This is a guest post submitted by Jim Christoff
6000 Plumas Redevelopment, a.k.a. the Lakeridge Tennis Club Development
My previous blog found here describes the history of the now-vacant lot on S. McCarran near Lakeside that was previously occupied by the former Lakeridge Tennis Club. In brief, developer Reno Land purchased the Club and publicly assured concerned members and neighbors that they would save some of its recreational facilities including a pool and 6 tennis courts and only build about 150 apartments on part of the site. Reno Land then requested Reno’s City Council for a change in zoning to Commercial zoning so that it would be possible under the City’s codes to retain the recreational facilities side-by-side with apartments, stating that the change in zoning would allow them to return the Club “to its former glory”. However, soon after Commercial zoning was granted, the developer demolished the Club, returned to the city’s planning staff and obtained approval to cram 350 apartments into the 9.3 acre site. Nine individuals appealed, slamming the developer’s use of a bait and switch tactic likely intended to avoid objections to the zoning change. An independent Hearing Examiner appointed by the City found in favor of the appellants and overturned the site plans’ approval.
Naomi Duerr, Council Member for Ward 2, gave a presentation during City Council’s January 13, 2021 meeting to request a change in zoning to permit only lower density housing, noting that in her original motion to grant commercial zoning she specifically added that she would initiate rezoning if that original project was not pursued. Duerr outlined reasons why the zoning should be changed from Commercial to MF-14 (Multi-Family-14), which limits developments to 14 housing units to the acre. MF-14 zoning would still allow the developer to build a development to the same density they originally promised and overcome the concerns of most residents. Both planning staff and city attorney Karl Hall found no legal implications with Duerr’s rezoning initiative. However, Council elected to put the rezoning initiative on hold over concerns about violating the open meeting law.
On January 25, 2021, Lyon Living, former partners with Reno Land, submitted plans to the city for a project that was very similar to its original project, with only a slight reduction in the number of housing units (314 instead of 350) and changing its marketing approach from rental apartments to condominiums. However, Reno’s planning staff instead found that the application was “substantially changed” from the original application and recommended that the Planning Commission approve of plans, even though the appearance of the tall and closely-spaced buildings was exactly the same as submitted in the previous site plan rejected by the Hearing Examiner.
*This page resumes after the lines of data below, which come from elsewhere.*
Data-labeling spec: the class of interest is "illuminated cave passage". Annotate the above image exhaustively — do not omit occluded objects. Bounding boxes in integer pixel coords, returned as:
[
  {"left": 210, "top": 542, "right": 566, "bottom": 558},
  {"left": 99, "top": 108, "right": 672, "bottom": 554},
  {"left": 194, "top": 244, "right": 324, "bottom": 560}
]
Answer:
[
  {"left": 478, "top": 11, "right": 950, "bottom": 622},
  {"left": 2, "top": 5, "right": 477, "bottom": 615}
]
The Planning Commission received 134 written comments and voicemails from residents opposed to the project and none from anyone in favor. Strong objections were made over density that wouldn’t match the neighborhood, excessive building heights that are two stories higher than any nearby residences, the inevitable loss of large trees along McCarran that have served to screen the site for years and would now expose the buildings, lack of sufficient on-site parking, increased traffic levels along the already-congested stretch of McCarran, lack of sufficient open space between buildings, and stark building designs that are not compatible with the one and two story residential neighborhood. The Planning Commission noted that these expensive condos would not fulfill any low-income housing needs and admitted that the proposed density would far exceed anything in the area, but voted to approve the project regardless.